Comme dans toute l'Europe, l'art de la propagande maritime se développe. La France qui n'est pas en reste utilise cette forme d'expression par la parole, l'écrit et aussi par l'image.Cette dernière en tant que représentation graphique apparaît fortement sous Louis XIII qui commande des gravures pour illustrer les sièges de l'ile de Ré ou de la Rochelle.l'imagerie va prendre un essor encore plus important sous Louis XIV: le système est mis en place grâce à l'action de Colbert qui fonde la petite académie qui deviendra "l'académie des inscriptions et belles lettres"
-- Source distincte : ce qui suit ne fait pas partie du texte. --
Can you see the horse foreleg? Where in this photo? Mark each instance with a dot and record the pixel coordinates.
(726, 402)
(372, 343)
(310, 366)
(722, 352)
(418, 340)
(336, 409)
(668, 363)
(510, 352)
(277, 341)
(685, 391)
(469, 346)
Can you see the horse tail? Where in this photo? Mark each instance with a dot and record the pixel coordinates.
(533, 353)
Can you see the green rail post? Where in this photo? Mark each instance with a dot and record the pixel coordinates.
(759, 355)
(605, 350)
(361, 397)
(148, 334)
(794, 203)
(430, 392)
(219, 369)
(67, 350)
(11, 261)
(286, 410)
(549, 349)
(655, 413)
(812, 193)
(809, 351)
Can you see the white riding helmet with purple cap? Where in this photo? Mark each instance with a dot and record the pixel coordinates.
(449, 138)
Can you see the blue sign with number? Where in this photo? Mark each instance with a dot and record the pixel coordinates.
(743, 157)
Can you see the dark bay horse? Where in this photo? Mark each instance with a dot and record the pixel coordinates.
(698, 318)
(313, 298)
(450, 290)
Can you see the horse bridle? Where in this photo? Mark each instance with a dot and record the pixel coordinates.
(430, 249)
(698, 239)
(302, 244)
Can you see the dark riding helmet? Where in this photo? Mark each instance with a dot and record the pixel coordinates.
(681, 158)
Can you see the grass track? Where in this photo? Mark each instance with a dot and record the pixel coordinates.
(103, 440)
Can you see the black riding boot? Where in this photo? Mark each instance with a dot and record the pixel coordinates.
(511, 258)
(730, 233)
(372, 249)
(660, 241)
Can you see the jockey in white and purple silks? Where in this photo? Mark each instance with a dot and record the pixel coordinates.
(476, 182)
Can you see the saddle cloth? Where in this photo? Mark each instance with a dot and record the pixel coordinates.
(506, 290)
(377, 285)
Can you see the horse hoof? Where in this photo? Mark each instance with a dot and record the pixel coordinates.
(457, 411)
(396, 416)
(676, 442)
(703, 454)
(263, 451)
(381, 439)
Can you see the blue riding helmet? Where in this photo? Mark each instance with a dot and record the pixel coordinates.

Sa vocation est de choisir les dessins,emblèmes et inscriptions destinées à servir de thèmes ou à orner les oeuvres célébrant le roi.C'est une sorte de ministère de la gloire.Les oeuvres seront aussi nombreuses que les guerres entreprises et parmi les peintres on peut citer Charles le Brun ou le hollandais Adams-Frans Van der Meulen, peintres officiels de la cour.Si Louis n'emmène pas toujours avec lui ses peintres dans ses déplacements, il est toujours accompagné d'historiens et d'écrivains tels Pellisson, Boileau ou Racine.Dans tous les cas avec le même objectif, laisser à l'histoire la représentation des hauts faits du Roi, savamment étudiés, dans le seul but de célébrer sa grandeur.On peut y voir déjà une main-mise du pouvoir sur les "médias" et bien entendu une propagande identique est utilisée contre le roi par les adversaires qu'il combat comme encore et toujours les anglais qui ,par exemple,frappent une médaille suite à la bataille de la Hougue où il est inscrit " fuyez, dites à votre roi que ce n'est pas à lui qu'appartient l'empire de la mer" et encore dans un ouvrage intitulé " nouveau voyage de la flotte de France à la rade des enfers"
Cette position va se poursuivre sous Louis XV, avec les oeuvres de Vernet et sa célèbre série des ports de France.Et aussi sous Louis XVI qui commande seize tableaux à Rossel de Cercy, ancier officier de marine, dans le double but, non seulement de glorifier le roi mais aussi sa marine qui est le prolongement sur mer de son bras armé.Certains des combats qu'elle a engagé en 1778, comme celui mené par la "Belle Poule" prendront des formes surprenantes d'expression puisque les femmes de la bonne société porteront sur leur haute coiffure une copie réduite de la frégate.Un an plus tard la prise de l'ile de la Grenade par d'Estaing donnera naissance au chapeau garni de fruits du même nom.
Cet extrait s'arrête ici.